Es wäre schön, wenn ich sagen könnte: Die Schweizer Bevölkerung profitiert am meisten. Hierfür hat sich am Gesetz aber einfach zu wenig geändert. In der Realität werden es wohl die Zertifizierungsfirmen oder die Datenschutzberater sein. Sie werden sich dadurch das eine oder andere Mandat zusätzlich sichern können.
Weitere Informationen

Die wichtigsten Neuerungen im Datenschutzgesetz

Seit dem 1. Januar 2008 gilt in der Schweiz das überarbeitete Datenschutzgesetz. In folgenden Artikeln finden sich die wichtigsten Neuerungen:

Artikel 6:

Personendaten können normalerweise nicht ins Ausland bekanntgegeben werden, wenn dort nicht ein ähnlich guter Datenschutz besteht wie in der Schweiz. Die wichtigste neue Ausnahme gilt für multinationale Konzerne: Die Bekanntgabe von Personendaten ist erlaubt, wenn sie «innerhalb derselben juristischen Person oder Gesellschaft oder zwischen juristischen Personen oder Gesellschaften, die einer einheitlichen Leitung unterstehen, stattfindet, sofern die Beteiligten Datenschutzregeln unterstehen, welche einen angemessenen Schutz gewährleisten.»

«Datenschutz ist nicht sexy»

Artikel 7a:

Der neue Artikel regelt die Informationspflicht: «Der Inhaber der Datensammlung ist verpflichtet, die betroffene Person über die Beschaffung von besonders schützenswerten Personendaten oder Persönlichkeitsprofilen zu informieren; diese Informationspflicht gilt auch dann, wenn die Daten bei Dritten beschafft werden.»

Artikel 11:

Neu können sich Firmen, die ihre Datensammlungen nicht beim Eidgenössischen Datenschutz- und Öffentlichkeitsbeauftragten (EDÖB) anzeigen wollen, von einer unabhängigen Drittfirma zertifizieren lassen: «Um den Datenschutz und die Datensicherheit zu verbessern, können die Hersteller von Datenbearbeitungssystemen oder -programmen sowie private Personen oder Bundesorgane, die Personendaten bearbeiten, ihre Systeme, Verfahren und ihre Organisation einer Bewertung durch anerkannte unabhängige Zertifizierungsstellen unterziehen.»

Artikel 11a:

Schon nach dem «alten» Datenschutzgesetz mussten Datensammlungen vom EDÖB in einem Register geführt werden.
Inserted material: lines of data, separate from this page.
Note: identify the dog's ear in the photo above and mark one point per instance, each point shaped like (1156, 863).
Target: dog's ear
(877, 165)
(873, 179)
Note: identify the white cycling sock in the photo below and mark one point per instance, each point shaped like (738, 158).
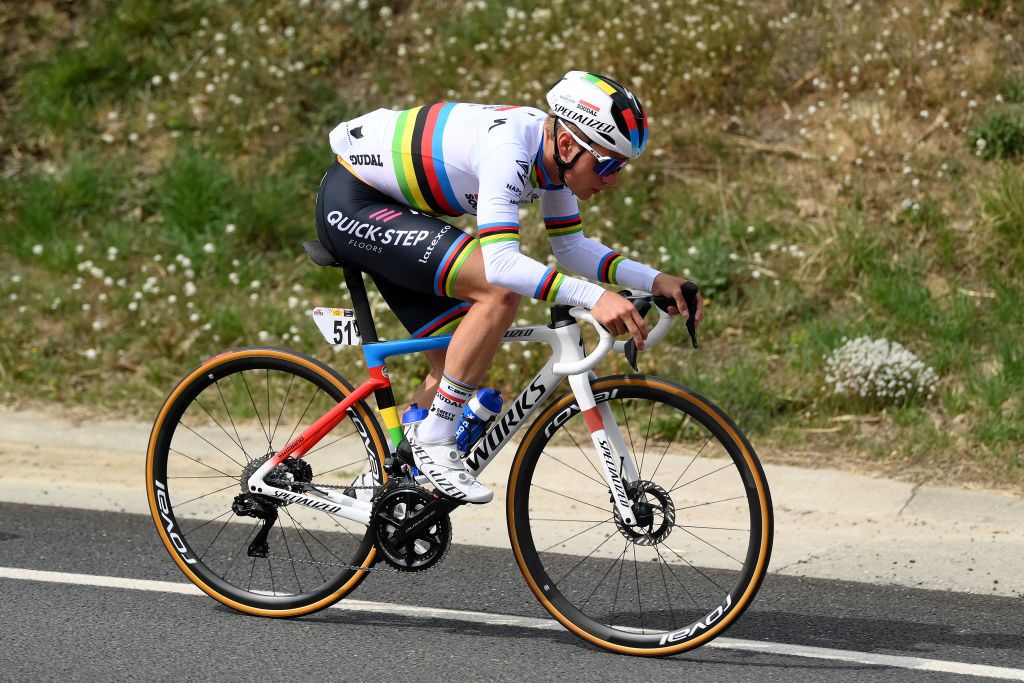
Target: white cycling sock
(445, 411)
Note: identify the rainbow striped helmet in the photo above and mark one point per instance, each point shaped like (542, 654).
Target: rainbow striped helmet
(607, 113)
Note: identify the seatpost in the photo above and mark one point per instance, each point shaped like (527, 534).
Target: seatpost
(364, 316)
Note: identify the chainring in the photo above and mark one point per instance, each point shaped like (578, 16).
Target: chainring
(397, 509)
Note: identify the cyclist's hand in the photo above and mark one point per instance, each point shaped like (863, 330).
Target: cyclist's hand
(620, 316)
(670, 286)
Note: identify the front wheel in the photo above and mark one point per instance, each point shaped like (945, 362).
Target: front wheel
(699, 550)
(218, 425)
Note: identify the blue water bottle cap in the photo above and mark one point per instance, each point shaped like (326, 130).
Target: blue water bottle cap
(414, 414)
(489, 398)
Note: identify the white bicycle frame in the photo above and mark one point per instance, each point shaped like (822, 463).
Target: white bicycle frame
(568, 358)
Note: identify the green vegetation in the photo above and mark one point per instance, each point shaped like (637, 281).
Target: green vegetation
(818, 167)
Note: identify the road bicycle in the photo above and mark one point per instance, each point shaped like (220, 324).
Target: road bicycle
(638, 513)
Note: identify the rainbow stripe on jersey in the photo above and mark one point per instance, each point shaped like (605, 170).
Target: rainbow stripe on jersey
(418, 154)
(454, 259)
(547, 290)
(559, 226)
(493, 233)
(608, 266)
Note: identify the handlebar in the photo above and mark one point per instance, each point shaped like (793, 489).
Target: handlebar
(607, 342)
(588, 363)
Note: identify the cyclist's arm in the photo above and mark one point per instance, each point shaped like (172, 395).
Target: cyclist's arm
(584, 255)
(498, 221)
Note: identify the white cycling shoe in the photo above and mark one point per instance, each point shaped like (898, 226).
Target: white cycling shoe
(442, 464)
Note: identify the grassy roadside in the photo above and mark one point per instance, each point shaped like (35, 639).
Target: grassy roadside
(824, 173)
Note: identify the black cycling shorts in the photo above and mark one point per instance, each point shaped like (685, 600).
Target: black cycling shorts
(413, 258)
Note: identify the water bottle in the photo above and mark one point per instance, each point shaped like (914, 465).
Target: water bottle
(413, 416)
(480, 410)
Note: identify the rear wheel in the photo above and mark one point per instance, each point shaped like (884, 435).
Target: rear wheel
(218, 425)
(699, 551)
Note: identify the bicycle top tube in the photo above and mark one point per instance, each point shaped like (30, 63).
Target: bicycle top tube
(376, 352)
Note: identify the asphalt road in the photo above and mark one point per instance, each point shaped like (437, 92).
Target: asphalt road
(69, 631)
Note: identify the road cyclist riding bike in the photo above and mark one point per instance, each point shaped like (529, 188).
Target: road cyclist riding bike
(398, 172)
(637, 511)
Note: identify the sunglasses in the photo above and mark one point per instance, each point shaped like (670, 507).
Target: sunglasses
(604, 166)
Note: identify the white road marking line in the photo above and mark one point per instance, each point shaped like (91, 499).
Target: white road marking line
(896, 662)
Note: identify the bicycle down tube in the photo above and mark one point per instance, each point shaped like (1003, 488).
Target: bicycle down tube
(565, 342)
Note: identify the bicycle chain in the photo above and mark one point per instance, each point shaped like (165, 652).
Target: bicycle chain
(353, 567)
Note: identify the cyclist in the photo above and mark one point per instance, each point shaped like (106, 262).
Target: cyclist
(381, 206)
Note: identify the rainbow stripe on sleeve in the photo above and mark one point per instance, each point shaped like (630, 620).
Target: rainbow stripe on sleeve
(559, 226)
(608, 266)
(492, 233)
(454, 259)
(547, 289)
(418, 155)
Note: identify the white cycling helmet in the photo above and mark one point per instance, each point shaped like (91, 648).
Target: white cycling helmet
(607, 113)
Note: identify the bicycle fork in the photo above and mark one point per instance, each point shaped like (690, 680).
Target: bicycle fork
(607, 439)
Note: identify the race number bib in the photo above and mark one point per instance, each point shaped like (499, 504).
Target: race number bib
(338, 326)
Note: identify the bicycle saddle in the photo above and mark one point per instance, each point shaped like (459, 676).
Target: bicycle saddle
(320, 255)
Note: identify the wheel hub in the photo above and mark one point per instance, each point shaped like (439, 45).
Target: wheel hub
(654, 513)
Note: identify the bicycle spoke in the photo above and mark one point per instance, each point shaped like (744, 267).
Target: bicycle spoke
(600, 483)
(200, 462)
(585, 558)
(256, 410)
(199, 498)
(208, 441)
(681, 584)
(710, 545)
(208, 521)
(288, 551)
(611, 565)
(303, 416)
(321, 446)
(679, 425)
(695, 568)
(636, 572)
(643, 455)
(582, 453)
(726, 466)
(233, 426)
(569, 497)
(216, 422)
(576, 535)
(687, 468)
(700, 505)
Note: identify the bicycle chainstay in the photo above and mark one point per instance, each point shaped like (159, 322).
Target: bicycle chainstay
(337, 565)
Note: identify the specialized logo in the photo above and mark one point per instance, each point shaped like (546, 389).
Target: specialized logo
(583, 119)
(512, 334)
(517, 412)
(165, 514)
(305, 500)
(692, 629)
(366, 160)
(584, 105)
(612, 468)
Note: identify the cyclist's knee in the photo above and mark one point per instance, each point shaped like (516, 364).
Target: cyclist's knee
(500, 300)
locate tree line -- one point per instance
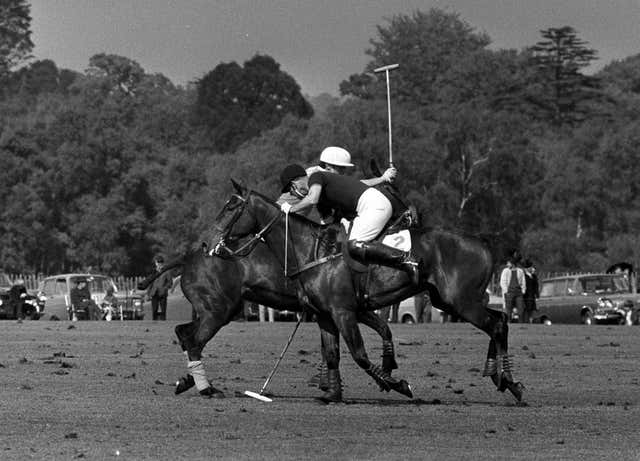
(108, 167)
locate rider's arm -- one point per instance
(309, 200)
(387, 176)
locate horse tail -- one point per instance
(175, 264)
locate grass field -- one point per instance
(99, 390)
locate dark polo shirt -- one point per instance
(338, 192)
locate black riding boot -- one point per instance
(333, 393)
(379, 253)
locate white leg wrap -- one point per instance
(197, 371)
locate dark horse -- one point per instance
(455, 271)
(216, 287)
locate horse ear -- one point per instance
(238, 187)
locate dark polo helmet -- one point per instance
(291, 172)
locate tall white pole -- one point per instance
(386, 70)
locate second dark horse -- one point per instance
(456, 271)
(216, 288)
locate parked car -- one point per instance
(587, 299)
(55, 291)
(32, 307)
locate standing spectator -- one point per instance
(109, 304)
(17, 293)
(159, 290)
(513, 286)
(532, 291)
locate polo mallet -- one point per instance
(260, 395)
(386, 70)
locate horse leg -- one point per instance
(331, 383)
(346, 321)
(499, 365)
(374, 322)
(193, 338)
(185, 332)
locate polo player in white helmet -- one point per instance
(329, 189)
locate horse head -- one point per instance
(240, 218)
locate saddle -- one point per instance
(332, 240)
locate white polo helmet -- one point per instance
(336, 156)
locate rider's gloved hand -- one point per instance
(390, 174)
(285, 208)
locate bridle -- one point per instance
(221, 248)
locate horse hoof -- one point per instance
(212, 393)
(517, 389)
(330, 397)
(404, 388)
(389, 364)
(184, 384)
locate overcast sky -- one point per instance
(319, 42)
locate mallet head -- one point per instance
(386, 68)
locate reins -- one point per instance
(221, 249)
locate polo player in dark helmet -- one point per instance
(357, 200)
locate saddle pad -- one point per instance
(400, 240)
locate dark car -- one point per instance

Neu ist, dass diese Listen nicht mehr in Buchform sondern über das Internet öffentlich zugänglich sind: «Der Beauftragte führt ein Register der Datensammlungen, das über Internet zugänglich ist. Jede Person kann das Register einsehen.»
Den kompletten Text des Datenschutzgesetzes findet Sie unter: www.admin.ch/ch/d/sr/c235_1.html
Zur Person

Ursula Uttinger

Die Juristin Ursula Uttinger ist Chefin der Stabsdienste der Kantonspolizei St. Gallen. Daneben ist sie Präsidentin des Datenschutz-Forums Schweiz und FDP-Gemeinderätin der Stadt Zürich. Vor ihrer Tätigkeit in St. Gallen war Ursula Uttinger leitende Auditorin bei der Schweizerischen Vereinigung für Qualitäts- und Managementsysteme (SQS).